2\) You can use createDataFrame(rowRDD: RDD\[Row], schema: StructType) as in the accepted answer, which is available in the SQLContext object. Example for converting an RDD of an old DataFrame:

val rdd = oldDF.rdd\
val newDF = oldDF.sqlContext.createDataFrame(rdd, oldDF.schema)\
Note that there is no need to explicitly set any schema column. We reuse the old DF's schema, which is of StructType class and can be easily extended. However, this approach sometimes is not possible, and in some cases can be less efficient than the first one.

## Example of retrieving row values

val transactions = Seq((1, 2), (1, 4), (2, 3)).toDF("user\_id", "category\_id")

val transactions\_with\_counts = transactions\
.groupBy($"user\_id", $"category\_id")\
.count

transactions\_with\_counts.printSchema

// root\
// |-- user\_id: integer (nullable = false)\
// |-- category\_id: integer (nullable = false)\
// |-- count: long (nullable = false)\
There are a few ways to access Row values and keep expected types:

### Pattern matching

import org.apache.spark.sql.Row

transactions\_with\_counts.map{\
case Row(user\_id: Int, category\_id: Int, rating: Long) =>\
Rating(user\_id, category\_id, rating)\
}

### Typed get\* methods like getInt, getLong:

transactions\_with\_counts.map(\
r => Rating(r.getInt(0), r.getInt(1), r.getLong(2))\
)

### getAs method which can use both names and indices:

transactions\_with\_counts.map(r => Rating(\
r.getAs\[Int]\("user\_id"), r.getAs\[Int]\("category\_id"), r.getAs[Long](https://github.com/cswang888/spark-by-zeppelin/tree/73ad63f6074159241fd6065871a876d2711c7abf/2/README.md)\
))\
It can be used to properly extract user defined types, including mllib.linalg.Vector.
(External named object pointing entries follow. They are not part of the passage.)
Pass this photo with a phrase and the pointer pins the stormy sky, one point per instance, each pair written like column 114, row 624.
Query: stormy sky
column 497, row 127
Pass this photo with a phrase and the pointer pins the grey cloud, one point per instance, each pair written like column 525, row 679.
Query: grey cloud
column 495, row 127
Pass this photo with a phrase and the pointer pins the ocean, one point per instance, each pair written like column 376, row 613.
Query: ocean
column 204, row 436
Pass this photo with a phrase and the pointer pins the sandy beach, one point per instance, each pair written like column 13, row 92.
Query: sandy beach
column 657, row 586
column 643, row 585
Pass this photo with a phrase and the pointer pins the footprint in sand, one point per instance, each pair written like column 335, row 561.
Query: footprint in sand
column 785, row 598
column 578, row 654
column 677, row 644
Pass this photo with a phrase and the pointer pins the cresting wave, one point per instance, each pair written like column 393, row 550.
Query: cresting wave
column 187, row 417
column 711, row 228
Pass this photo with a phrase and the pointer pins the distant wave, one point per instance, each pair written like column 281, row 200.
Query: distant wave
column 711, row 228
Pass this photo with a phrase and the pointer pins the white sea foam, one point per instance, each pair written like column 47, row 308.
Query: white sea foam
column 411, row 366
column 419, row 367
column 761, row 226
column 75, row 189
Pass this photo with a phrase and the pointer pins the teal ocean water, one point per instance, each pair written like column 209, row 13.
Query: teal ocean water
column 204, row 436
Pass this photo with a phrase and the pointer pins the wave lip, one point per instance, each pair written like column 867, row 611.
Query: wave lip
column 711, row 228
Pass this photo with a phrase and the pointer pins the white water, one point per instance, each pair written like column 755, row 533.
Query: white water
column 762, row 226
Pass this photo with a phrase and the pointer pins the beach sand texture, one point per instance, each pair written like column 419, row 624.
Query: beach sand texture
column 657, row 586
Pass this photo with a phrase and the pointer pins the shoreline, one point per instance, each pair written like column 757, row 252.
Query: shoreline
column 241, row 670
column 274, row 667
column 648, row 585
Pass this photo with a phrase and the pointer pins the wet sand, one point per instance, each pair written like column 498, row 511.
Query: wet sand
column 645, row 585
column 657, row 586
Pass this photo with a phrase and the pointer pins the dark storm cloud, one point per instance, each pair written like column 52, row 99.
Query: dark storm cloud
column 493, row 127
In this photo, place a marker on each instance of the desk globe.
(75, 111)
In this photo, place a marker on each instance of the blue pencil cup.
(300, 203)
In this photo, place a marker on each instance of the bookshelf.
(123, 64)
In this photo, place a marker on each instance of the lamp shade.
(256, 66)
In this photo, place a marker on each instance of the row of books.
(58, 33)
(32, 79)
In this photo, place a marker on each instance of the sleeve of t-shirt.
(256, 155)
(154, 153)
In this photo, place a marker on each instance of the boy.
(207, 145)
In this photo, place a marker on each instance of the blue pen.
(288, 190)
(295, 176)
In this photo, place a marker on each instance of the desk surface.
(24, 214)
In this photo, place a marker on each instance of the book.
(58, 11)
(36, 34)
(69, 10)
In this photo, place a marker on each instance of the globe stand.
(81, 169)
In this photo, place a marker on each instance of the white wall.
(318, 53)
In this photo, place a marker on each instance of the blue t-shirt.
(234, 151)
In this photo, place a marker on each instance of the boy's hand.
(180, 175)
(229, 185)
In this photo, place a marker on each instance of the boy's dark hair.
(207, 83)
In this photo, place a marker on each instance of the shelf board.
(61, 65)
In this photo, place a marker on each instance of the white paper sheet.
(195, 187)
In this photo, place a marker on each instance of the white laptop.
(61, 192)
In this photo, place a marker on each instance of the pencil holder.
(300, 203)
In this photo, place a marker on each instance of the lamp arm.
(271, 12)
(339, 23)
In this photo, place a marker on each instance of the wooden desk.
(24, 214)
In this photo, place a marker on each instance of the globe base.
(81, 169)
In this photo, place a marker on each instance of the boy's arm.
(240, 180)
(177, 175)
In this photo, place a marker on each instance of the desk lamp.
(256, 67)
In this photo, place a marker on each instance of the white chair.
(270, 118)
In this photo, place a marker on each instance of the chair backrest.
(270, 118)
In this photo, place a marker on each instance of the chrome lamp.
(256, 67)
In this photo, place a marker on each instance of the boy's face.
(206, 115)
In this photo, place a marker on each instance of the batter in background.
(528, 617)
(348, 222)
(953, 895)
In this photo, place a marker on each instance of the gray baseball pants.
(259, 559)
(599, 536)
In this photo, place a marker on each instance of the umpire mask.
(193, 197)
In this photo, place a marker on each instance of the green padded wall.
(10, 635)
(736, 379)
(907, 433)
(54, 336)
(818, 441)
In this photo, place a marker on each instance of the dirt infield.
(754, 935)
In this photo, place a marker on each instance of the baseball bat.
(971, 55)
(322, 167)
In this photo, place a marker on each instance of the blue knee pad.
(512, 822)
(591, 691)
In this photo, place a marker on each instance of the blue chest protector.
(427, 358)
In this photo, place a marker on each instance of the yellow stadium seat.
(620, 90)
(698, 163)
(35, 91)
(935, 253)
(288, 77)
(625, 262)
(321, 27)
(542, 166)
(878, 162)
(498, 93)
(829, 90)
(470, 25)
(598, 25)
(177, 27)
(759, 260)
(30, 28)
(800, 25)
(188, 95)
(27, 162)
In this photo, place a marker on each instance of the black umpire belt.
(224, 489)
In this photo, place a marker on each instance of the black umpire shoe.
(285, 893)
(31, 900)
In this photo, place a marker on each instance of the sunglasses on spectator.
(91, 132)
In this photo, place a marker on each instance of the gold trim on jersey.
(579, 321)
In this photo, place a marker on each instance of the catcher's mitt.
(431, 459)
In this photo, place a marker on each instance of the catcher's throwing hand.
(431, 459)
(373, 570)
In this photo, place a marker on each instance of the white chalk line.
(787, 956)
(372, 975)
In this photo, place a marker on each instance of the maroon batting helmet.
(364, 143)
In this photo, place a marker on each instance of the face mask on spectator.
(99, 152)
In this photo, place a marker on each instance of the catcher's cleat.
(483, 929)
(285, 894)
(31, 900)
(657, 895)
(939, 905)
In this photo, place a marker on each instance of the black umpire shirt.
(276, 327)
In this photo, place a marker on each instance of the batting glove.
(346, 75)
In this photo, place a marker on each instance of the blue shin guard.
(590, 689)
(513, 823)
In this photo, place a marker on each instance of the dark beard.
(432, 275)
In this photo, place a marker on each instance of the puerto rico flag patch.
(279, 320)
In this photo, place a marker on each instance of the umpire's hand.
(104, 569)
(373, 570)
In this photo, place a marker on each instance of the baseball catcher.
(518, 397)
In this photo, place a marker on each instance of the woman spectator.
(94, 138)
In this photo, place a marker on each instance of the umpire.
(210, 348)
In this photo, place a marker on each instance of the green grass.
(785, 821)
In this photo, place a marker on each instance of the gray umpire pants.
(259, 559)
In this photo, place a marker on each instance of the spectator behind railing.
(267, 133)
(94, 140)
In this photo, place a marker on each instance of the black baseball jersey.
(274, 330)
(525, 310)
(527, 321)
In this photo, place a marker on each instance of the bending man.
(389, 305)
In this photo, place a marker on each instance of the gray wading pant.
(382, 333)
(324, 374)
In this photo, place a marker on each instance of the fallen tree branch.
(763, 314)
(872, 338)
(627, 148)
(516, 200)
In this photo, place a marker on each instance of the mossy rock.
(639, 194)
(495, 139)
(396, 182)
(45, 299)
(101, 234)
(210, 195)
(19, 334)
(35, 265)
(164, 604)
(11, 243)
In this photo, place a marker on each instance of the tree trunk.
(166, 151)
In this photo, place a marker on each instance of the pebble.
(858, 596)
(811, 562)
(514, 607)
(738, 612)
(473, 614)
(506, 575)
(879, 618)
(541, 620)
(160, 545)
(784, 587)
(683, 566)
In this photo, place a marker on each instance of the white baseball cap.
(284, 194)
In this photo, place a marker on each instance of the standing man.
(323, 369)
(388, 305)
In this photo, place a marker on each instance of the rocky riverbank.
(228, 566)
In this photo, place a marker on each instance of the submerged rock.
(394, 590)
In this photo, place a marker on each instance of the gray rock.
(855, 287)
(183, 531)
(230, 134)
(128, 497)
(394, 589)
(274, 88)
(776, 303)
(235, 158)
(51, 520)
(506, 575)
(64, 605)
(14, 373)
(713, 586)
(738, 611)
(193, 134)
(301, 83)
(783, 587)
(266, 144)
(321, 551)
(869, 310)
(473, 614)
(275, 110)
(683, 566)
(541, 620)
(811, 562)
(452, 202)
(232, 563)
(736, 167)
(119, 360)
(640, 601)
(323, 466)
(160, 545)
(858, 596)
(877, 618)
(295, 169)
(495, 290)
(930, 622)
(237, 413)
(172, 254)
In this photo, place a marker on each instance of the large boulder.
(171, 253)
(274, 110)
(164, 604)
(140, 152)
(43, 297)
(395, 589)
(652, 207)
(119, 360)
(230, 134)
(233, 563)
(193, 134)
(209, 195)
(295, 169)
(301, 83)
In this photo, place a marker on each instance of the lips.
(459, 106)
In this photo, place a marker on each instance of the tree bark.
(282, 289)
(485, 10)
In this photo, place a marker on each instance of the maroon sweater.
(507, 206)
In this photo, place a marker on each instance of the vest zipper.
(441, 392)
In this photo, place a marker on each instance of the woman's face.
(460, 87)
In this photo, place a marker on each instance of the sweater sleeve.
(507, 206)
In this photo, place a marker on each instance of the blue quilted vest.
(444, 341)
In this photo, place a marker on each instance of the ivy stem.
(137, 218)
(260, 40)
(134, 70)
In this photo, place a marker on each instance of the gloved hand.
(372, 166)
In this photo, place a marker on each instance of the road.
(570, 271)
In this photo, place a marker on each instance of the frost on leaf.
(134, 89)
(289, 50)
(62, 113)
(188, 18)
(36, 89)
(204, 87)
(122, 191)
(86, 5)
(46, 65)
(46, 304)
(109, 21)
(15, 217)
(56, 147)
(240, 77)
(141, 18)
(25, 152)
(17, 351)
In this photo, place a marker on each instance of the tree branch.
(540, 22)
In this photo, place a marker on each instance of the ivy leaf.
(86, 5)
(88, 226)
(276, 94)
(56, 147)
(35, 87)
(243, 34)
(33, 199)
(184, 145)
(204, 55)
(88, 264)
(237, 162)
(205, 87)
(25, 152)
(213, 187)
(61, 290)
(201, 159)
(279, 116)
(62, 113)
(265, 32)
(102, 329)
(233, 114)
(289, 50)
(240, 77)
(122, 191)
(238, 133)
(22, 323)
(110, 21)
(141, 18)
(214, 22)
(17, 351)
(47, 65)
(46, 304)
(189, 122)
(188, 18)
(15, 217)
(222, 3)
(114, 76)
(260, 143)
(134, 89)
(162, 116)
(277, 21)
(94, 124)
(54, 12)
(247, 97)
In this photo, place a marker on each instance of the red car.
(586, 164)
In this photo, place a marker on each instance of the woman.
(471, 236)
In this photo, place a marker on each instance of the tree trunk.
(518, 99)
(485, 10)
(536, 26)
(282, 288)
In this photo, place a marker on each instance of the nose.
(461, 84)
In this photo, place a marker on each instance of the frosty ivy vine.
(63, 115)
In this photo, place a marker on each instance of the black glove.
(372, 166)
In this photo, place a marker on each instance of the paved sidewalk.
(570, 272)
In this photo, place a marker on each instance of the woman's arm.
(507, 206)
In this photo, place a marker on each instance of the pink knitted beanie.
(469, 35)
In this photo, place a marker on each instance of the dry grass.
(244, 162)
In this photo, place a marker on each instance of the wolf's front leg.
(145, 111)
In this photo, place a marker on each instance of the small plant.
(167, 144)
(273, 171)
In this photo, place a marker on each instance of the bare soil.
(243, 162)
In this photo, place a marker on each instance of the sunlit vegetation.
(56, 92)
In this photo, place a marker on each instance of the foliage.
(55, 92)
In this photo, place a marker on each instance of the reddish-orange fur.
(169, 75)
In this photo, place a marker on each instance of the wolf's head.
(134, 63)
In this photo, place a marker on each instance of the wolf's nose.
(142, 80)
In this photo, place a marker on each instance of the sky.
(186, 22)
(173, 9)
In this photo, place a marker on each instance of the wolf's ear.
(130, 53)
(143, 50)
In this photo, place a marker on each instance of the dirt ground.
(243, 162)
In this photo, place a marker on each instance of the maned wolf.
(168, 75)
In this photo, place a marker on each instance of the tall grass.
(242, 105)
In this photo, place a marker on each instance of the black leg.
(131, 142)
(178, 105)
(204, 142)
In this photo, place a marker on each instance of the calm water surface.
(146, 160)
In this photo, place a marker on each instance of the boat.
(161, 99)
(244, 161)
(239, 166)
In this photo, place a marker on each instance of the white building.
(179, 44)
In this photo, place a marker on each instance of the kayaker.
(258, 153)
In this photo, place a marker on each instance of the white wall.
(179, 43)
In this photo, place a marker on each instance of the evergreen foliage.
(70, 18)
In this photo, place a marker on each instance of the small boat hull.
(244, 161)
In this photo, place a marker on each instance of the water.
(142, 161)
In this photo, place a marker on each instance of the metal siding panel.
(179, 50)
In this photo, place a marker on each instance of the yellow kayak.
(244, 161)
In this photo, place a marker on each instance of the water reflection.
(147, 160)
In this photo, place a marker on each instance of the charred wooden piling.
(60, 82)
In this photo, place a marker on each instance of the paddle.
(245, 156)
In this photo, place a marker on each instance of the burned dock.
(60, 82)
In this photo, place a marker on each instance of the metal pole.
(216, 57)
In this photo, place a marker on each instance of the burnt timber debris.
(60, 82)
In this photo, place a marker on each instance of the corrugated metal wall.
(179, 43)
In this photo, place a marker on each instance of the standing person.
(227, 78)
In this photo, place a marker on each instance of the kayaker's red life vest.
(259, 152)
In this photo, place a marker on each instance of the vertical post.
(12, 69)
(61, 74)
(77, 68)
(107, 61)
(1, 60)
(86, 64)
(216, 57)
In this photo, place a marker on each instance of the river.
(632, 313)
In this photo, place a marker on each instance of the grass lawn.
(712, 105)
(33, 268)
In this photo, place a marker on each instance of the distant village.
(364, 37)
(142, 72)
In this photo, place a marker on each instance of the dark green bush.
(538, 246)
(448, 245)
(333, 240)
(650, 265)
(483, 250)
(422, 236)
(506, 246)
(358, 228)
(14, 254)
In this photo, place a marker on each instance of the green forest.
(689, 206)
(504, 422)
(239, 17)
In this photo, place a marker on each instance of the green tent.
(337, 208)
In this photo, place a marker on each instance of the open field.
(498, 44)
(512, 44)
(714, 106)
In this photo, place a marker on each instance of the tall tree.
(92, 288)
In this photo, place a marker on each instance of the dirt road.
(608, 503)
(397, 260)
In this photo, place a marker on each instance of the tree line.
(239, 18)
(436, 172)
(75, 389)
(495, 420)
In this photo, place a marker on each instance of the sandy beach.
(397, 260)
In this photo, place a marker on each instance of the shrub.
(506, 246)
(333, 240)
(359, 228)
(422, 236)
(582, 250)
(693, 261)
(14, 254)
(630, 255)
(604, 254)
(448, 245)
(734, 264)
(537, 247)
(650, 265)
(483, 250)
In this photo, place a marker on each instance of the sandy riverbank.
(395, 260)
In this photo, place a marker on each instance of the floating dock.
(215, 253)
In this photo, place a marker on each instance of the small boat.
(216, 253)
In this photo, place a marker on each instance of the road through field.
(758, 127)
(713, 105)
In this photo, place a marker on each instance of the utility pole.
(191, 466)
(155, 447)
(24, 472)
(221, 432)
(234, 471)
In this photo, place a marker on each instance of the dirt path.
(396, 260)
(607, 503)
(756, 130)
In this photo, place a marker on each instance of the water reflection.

Obviously accessing by name requires a schema.

### Converting to statically typed Dataset (Spark 1.6+ / 2.0+):

transactions\_with\_counts.as\[(Int, Int, Long)]

## Inferring the Schema Using Reflection

The Scala interface for Spark SQL supports automatically converting an RDD containing case classes to a DataFrame. The case class defines the schema of the table. The names of the arguments to the case class are read using reflection and become the names of the columns. Case classes can also be nested or contain complex types such as Sequences or Arrays. This RDD can be implicitly converted to a DataFrame and then be registered as a table.

## Programmatically Specifying the Schema

When case classes cannot be defined ahead of time (for example, the structure of records is encoded in a string, or a text dataset will be parsed and fields will be projected differently for different users), a DataFrame can be created programmatically with three steps.

1.Create an RDD of Rows from the original RDD;\
2.Create the schema represented by a StructType matching the structure of Rows in the RDD created in Step 1.\
3.Apply the schema to the RDD of Rows via createDataFrame method provided by SQLContext.